Azure AI Search is a scalable and flexible search engine from Microsoft. Hosted in Azure, Azure AI Search offers a wide range of use cases, from website searches, enterprise search, to Q&A bots and interactive knowledge applications.

In this blog post we will show hot to index contents in Azure AI Search and what advantages or disadvantages the variants below come with.

Azure AI Search REST APIs

Our connectors use the REST APIs of Azure AI Search to index documents into Azure AI Search.

Using the REST APIs has advantages and disadvantages. Using the REST APIs gives a connector or crawler framework the control to index or remove documents from the index without any detours. A detour would be to retrieve documents and then to store them into a file share or similar so that Azure AI Search must retrieve it again.

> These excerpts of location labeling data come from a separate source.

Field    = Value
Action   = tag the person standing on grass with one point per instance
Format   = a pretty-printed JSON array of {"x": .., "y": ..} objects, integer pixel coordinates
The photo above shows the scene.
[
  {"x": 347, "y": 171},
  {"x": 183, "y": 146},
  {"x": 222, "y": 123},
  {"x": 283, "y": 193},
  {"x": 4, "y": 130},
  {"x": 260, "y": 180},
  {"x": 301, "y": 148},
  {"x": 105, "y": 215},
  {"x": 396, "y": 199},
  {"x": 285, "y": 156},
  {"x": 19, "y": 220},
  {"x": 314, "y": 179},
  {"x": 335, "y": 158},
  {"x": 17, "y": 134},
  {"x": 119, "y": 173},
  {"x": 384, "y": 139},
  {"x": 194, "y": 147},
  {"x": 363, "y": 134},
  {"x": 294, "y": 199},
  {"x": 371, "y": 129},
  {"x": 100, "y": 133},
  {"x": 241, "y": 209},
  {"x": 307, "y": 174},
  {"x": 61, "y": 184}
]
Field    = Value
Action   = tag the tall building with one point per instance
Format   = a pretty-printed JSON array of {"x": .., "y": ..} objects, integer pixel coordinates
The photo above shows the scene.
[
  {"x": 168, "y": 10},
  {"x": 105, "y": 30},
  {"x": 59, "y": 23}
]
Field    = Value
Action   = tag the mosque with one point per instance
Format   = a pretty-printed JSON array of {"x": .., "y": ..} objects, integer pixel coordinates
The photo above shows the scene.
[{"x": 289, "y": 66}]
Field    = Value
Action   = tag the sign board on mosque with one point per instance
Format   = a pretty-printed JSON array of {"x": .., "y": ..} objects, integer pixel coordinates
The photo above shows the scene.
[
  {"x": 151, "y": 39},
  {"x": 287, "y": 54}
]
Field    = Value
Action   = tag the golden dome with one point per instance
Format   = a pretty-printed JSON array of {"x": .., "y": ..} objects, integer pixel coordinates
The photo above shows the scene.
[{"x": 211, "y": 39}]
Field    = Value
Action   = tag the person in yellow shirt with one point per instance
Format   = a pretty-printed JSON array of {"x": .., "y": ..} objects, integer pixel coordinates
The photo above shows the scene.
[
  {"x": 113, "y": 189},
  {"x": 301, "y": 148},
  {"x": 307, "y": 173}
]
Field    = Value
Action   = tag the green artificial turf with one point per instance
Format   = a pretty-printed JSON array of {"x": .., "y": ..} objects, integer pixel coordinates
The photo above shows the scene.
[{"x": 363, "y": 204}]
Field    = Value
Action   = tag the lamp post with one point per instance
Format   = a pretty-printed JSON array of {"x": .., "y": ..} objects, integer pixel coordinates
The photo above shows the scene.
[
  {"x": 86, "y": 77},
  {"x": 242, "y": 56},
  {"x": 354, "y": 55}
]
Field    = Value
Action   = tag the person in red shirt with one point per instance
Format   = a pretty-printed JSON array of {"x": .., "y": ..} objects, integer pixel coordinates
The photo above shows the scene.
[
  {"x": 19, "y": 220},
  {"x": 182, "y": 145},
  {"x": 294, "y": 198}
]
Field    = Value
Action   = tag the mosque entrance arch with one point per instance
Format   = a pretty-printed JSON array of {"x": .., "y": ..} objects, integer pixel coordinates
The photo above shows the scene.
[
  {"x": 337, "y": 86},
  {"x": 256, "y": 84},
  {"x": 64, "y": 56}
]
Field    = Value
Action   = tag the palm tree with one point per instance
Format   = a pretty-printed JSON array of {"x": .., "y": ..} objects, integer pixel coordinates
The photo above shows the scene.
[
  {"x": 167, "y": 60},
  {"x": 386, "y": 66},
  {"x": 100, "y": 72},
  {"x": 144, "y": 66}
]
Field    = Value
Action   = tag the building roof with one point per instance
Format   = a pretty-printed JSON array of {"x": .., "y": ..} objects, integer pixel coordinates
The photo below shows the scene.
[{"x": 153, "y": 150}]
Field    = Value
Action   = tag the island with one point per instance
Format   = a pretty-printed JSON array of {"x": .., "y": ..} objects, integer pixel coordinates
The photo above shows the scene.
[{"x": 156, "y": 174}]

But, “behind” the REST APIs of Azure AI Search, no further transformations take place. This means that the connector or web crawler framework typically needs to perform the following processing steps before actual indexing, i.e., sending the documents to the indexing APIs:

  • Text extraction from binary documents (such as PDFs) or from HTML pages

  • Image recognition

  • Named Entity Recognition

  • Document classifications / Tagging

  • Speech to text

  • Vectorization or embedding

The connector or crawler framework must carry out these steps when using the REST APIs.

Therefore, the RheinInsights Retrieval Suite delivers document transformation pipelines. These make it possible to carry out the above-mentioned processing steps efficiently and in parallel before indexing (see Content Transformation). Our Suite offers an administration interface as no-code configuration for the respective processing steps.

Use of AI Search Indexern

Azure AI Search offers so-called indexers as another indexing method (see Indexer overview). These can capture content from various sources, such as Azure Blob Storage, various Azure SQL databases or Azure Files. These indexers bring the benefit that you can also configure document processing using the so-called data wizards (see Import wizards in Azure portal). This kind of low-code interface allows to easily configure the content (and query) transformation steps in Azure AI Search.

What can you do if your content is not orginally located in Azure Blob Storage or Azure SQL databases but you want to however still use the Data Wizards? In this case, the connectors or crawlers have to store the retrieved documents in one of these stores. Deleted documents must in turn be removed from these stores so that they get erased from the search index.

It is planned that our Retrieval Suite will support this functionality from March 2025.